Postgresql Database Backup Restore

page owner: TFRS DevOps Specialist

Backup and Restore

Postgresql provides various backup and restore options. We choose the following two solutions for TFRS project:

SQL Dump backup and restore
Continuous Archiving and Point-in-Time Recovery (PITR)

Common domain names for both solutions

Master Postgresql is the pod of dc\postgresql
Standby Postgresql is the pod of dc\postgresql-standby
[pgdatahome] is /var/lib/pgsql/data/userdata

Create storage and mount to master and standby

Create gluster file cns storage postgresql-backup-cns RWX (Read-Write-Many) with at least 5G
Mount above storage to /postgresql-backup on master
Mount above storage to /postgresql-backup on standby
Create the following folders under /postgresql-backup
- SQLDump, include the SQLDump files named like tfrs-[DateTime].gz
- basebackup, include the base backup files name tfrs-.tar
- walbackup, include archived transaction log files from master /var/lib/pgsql/data/userdata/pg_xlog
- walbackup-standby, include archived transaction log files from standby /var/lib/pgsql/data/userdata/pg_xlog
- notes: if any above names need to include release number, please do

SQL Dump backup and restore

Backup on master

Scale dc/tfrs down to zero
Login master
- Run command "pg_dump tfrs | gzip > /postgresql-backup/SQLDump/[env]/tfrs-[DateTime].gz"

Recover on standby

Login standby
- Run "psql -c drop database tfrs" to remove the existing tfrs database on standby server
- Run "psql -c create database tfrs" to create a new tfrs database on standby server
- Run "gunzip -c /postgresql-backup/SQLDump/tfrs-[DateTime].gz | psql tfrs"
- Connect to tfrs database and verify the credit_trade table having up to date records as master

Continuous Archiving and Point-in-Time Recovery (PITR)

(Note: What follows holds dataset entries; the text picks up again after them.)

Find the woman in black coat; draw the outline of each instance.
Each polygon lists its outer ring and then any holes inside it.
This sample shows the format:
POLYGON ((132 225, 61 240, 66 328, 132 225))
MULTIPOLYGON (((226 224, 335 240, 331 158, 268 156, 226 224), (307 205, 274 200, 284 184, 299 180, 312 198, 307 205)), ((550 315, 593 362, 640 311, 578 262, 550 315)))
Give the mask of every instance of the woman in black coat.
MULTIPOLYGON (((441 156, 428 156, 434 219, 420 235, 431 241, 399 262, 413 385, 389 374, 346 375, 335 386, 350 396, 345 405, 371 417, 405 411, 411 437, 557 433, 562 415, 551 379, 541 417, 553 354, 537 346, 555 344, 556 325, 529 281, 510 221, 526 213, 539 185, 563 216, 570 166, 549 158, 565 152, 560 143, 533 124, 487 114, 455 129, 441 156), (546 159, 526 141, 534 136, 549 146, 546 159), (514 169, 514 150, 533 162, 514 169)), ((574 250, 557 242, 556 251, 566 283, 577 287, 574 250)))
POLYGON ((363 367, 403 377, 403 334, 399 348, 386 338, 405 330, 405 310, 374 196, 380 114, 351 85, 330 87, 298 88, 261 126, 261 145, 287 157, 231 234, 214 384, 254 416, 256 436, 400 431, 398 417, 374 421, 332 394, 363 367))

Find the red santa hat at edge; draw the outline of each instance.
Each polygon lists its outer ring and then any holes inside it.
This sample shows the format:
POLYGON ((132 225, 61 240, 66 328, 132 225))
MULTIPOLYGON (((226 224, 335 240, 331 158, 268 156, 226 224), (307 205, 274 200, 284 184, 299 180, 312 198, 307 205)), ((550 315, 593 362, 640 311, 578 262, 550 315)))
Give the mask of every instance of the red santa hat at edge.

PostgreSQL maintains write ahead logs (WAL) in the pg_xlog directory. The logs record every change made to the database. These logs exist primarily for crash-safety purpose: if the system crashes, the database can be restored to consistency by "replaying" the log entries made since the last checkpoint.

Continuous Archiving

Referenced materials 25.3.3. Making a Base Backup Using the Low Level API and 25.3.4. Recovering Using a Continuous Archive Backup at https://www.postgresql.org/docs/9.6/continuous-archiving.html#BACKUP-LOWLEVEL-BASE-BACKUP-DATA
Scale dc/tfrs down to zero
Login master
- Update [pgdatahome]/postgresql.conf by run below commands
  - ALTER SYSTEM SET wal_level=replica
  - ALTER SYSTEM SET archive_mode=on
  - ALTER SYSTEM SET max_wal_senders=3
  - ALTER SYSTEM SET archive_command='test ! -f /postgresql-backup/walbackup/[env]/%f && cp %p /postgresql-backup/walbackup/[env]/%f'
- Scale master down to 0, wait 10 seconds and scale it up to 1. Make sure /var/lib/pgsql/data/userdata/pg_xlog contains log files.
- run "psql tfrs" command to connect to database
  - run "SELECT pg_start_backup('[backup-datetime]')"
  - open another terminal (don't quit pgsql session) to run the command "tar --version" to make sure it is after v1.23 an then "cd /var/lib/pgsql/data; tar --warning=no-file-changed --warning=no-file-removed -cf /postgresql-backup/basebackup/[env]/tfrs-[env]-[datatime].tar userdata"
  - run "SELECT pg_stop_backup()"
- Make sure /postgresql-backup/walbackup/[env] having the base backup tar file, for example:
  -rw-------. 1 1000230000 root 16777216 Apr 9 21:56 000000010000000000000006
  -rw-------. 1 1000230000 root 299 Apr 9 21:56 000000010000000000000006.00000028.backup
  -rw-------. 1 1000230000 root 16777216 Apr 9 21:56 000000010000000000000007
  -rw-------. 1 1000230000 root 16777216 Apr 9 21:51 000000010000000000000008
- Make sure /postgresql-backup/walbackup/[env] having the logs files transferred from [pgdatahome]/pg_xlog folder, for example:
  -rw-------. 1 1000230000 2178 16777216 Apr 9 21:46 000000010000000000000002
  -rw-------. 1 1000230000 2178 16777216 Apr 9 21:47 000000010000000000000003
  -rw-------. 1 1000230000 2178 16777216 Apr 9 21:47 000000010000000000000004
  -rw-------. 1 1000230000 2178 16777216 Apr 9 21:51 000000010000000000000005
  -rw-------. 1 1000230000 2178 16777216 Apr 9 21:56 000000010000000000000006
  -rw-------. 1 1000230000 2178 299 Apr 9 21:56 000000010000000000000006.00000028.backup
- if you receive below errors when run tfrs=# SELECT pg_stop_backup(), verify the achieve command and if the file to be achieved already exists under the target folder NOTICE: pg_stop_backup cleanup done, waiting for required WAL segments to be archived WARNING: pg_stop_backup still waiting for all required WAL segments to be archived (60 seconds elapsed) HINT: Check that your archive_command is executing properly. pg_stop_backup can be canceled safely, but the database backup will not be usable withoutall the WAL segments.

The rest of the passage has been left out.